Le secret bancaire continue à s’appliquer aux résidents. Ce dispositif paraît de plus en plus anachronique. Votre prédécesseur Guy Heintz appelle d’ailleurs à l’abolir.

Il s’agit là d’une problématique de nature politique par rapport à laquelle le positionnement d’une administration fiscale est évident per se. Mais il faut noter que le secret bancaire actuel des résidents soulève également des questions quant au contrôle de la résidence fiscale.

Au Luxembourg, le secret bancaire continue à être présenté comme ultime garantie de la sphère privée. Il protégerait les résidents de la curiosité trop poussée de la part des agents du fisc.

Cette crainte est infondée. Les missions de l’ACD sont encadrées par notre police de sécurité. Nos gens n’ont que le droit de consulter les fichiers dont ils ont besoin pour faire leur travail. Ceci est réglementé de manière stricte. Sans vouloir entrer dans les détails, les consultations de certaines bases de données sont par exemple automatiquement identifiées et enregistrées.

Le Statec réclame un accès aux micro-données qui permettraient d’en savoir plus sur le patrimoine des Luxembourgeois, et sa répartition plus ou moins inégalitaire. Où en sont ces négociations ?

J’en ai récemment parlé avec Serge Allegrezza. Ma position a toujours été très claire : Oui à un tel échange, mais à condition de clarifier à cent pour cent la question du secret fiscal. Ce qui n’est, à l’heure actuelle, pas encore le cas. Ceci étant dit, les attentes du Statec sont peut-être un peu trop élevées.

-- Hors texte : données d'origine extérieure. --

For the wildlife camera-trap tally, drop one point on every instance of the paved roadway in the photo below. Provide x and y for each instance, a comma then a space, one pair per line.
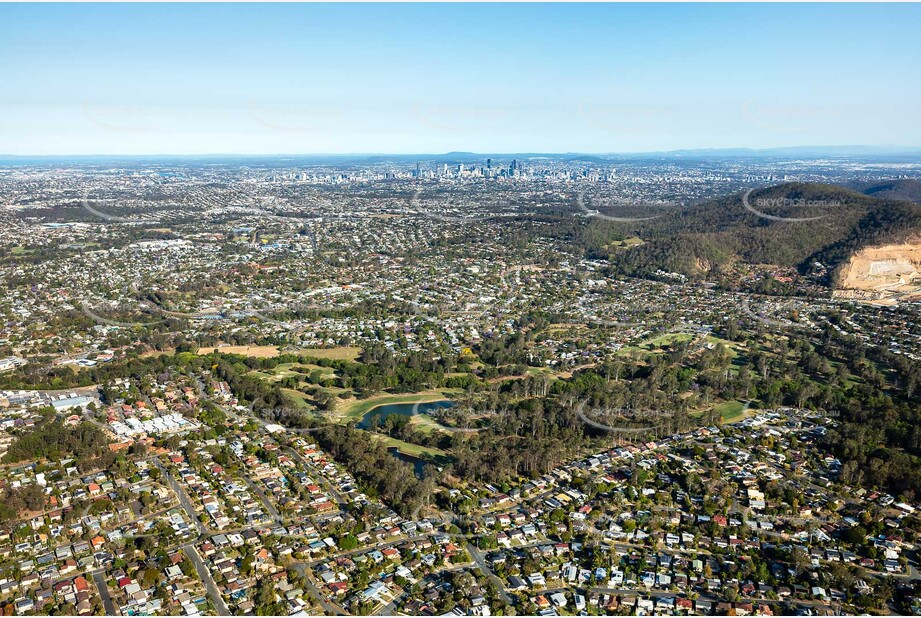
206, 578
184, 499
495, 579
103, 588
329, 607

D’abord parce que l’ACD ne dispose pas de certains accès, notamment à des données bancaires. Ensuite parce que nous n’avons malheureusement pas, à l’heure actuelle, de gestion électronique de documents. Nous continuons donc à travailler en bonne partie sur papier. Si j’invitais les enquêteurs du Statec à descendre dans la cave, je ne suis pas sûre qu’ils seraient enthousiastes.

Cela fait plus de vingt ans qu’on parle de l’informatisation de l’administration fiscale. Pourquoi ce chantier avance-t-il si lentement ?

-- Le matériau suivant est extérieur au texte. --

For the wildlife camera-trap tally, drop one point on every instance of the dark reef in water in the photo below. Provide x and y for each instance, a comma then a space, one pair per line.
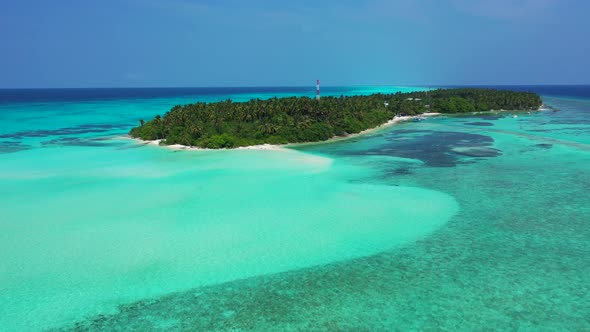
11, 146
77, 130
434, 148
544, 146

Les retards accumulés posent de réels problèmes quant à l’implémentation de certaines mesures et génèrent des frustrations chez mes fonctionnaires. Par manque de ressources, on n’a pu parer qu’au plus nécessaire. On a fait ce qui devait être fait, notamment pour nous mettre en conformité avec les nouvelles obligations internationales. Les projets qui auraient facilité la vie à l’administration ont été délaissés. Aujourd’hui, alors que l’ACD et le CTIE [Centre des technologies de l’information de l’État] commencent à être mieux équipés, nous devons enfin prendre les devants. Mais la matière est vraiment compliquée. Nous ne pouvons simplement acheter des outils informatiques parce qu’il n’en existe aucun qui corresponde à nos besoins spécifiques. Une banque peut acheter un logiciel, nous devons, quant à nous, (faire) développer ces outils en interne.

Les Soparfis sont le principal contributeur de l’impôt sur le revenu des collectivités. Cette fragilité des recettes devrait-elle nous rendre nerveuse ? Ou un petit pays doit-il s’y résigner ?

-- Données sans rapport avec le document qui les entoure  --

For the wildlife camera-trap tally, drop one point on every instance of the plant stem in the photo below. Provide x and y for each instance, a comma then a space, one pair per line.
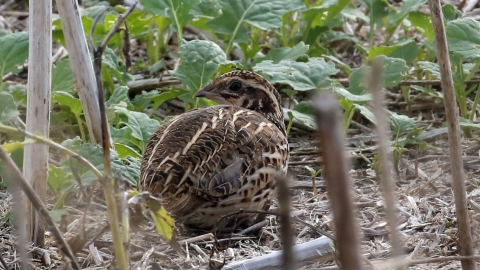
55, 146
475, 102
290, 123
80, 126
177, 22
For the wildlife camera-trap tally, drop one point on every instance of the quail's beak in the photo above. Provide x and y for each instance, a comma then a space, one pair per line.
205, 92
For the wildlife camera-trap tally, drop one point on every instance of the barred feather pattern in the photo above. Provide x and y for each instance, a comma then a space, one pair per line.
214, 161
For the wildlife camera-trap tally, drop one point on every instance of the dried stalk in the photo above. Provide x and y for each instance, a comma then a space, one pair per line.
17, 181
286, 234
112, 195
81, 65
464, 242
35, 158
338, 182
385, 158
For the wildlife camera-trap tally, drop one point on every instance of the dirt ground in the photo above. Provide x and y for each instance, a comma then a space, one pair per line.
423, 192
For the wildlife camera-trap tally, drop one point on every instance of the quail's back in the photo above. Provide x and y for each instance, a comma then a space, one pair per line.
214, 161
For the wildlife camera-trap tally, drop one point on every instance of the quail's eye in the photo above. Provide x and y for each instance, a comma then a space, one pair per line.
235, 86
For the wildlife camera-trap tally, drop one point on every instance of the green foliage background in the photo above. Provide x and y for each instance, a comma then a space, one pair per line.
293, 43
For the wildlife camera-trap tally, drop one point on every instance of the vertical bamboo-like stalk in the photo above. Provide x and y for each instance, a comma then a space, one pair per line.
464, 242
340, 189
35, 161
81, 65
387, 180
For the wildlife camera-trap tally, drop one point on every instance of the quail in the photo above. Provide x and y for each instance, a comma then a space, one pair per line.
214, 161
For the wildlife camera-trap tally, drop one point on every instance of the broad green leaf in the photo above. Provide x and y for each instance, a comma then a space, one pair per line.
12, 146
8, 108
302, 114
142, 126
325, 13
401, 123
355, 97
14, 52
57, 214
366, 112
465, 123
313, 74
433, 68
120, 95
66, 99
395, 18
165, 95
422, 23
19, 93
450, 12
278, 54
62, 77
113, 66
57, 177
200, 59
378, 9
178, 11
264, 14
405, 49
94, 155
463, 37
356, 81
143, 100
392, 71
125, 151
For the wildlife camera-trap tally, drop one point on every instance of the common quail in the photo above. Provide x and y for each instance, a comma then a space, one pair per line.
210, 162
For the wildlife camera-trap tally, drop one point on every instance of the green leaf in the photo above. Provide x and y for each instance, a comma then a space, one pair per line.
142, 126
463, 37
19, 93
143, 100
200, 59
264, 14
325, 13
401, 123
120, 95
14, 52
450, 12
125, 151
352, 96
405, 49
395, 18
466, 123
164, 95
94, 155
378, 9
423, 23
66, 99
8, 108
366, 112
278, 54
178, 11
313, 74
392, 71
62, 77
57, 177
302, 114
433, 68
57, 214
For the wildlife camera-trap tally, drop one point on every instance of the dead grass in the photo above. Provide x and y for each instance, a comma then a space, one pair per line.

Au-delà de la dépendance du secteur financier, c’est surtout, et d’une manière plus générale, la concentration, extrêmement élevée, des recettes fiscales qui me semble être un sujet. Lorsque nous analysons l’évolution des recettes, nous voyons que nous sommes, tous secteurs confondus, tributaires d’un nombre peu élevé de contribuables. C’est un fait avec lequel il faut composer.

Et la nébuleuse des 45 000 sociétés boîtes-aux-lettres ? Leur contribution au budget est estimée à deux milliards d’euros…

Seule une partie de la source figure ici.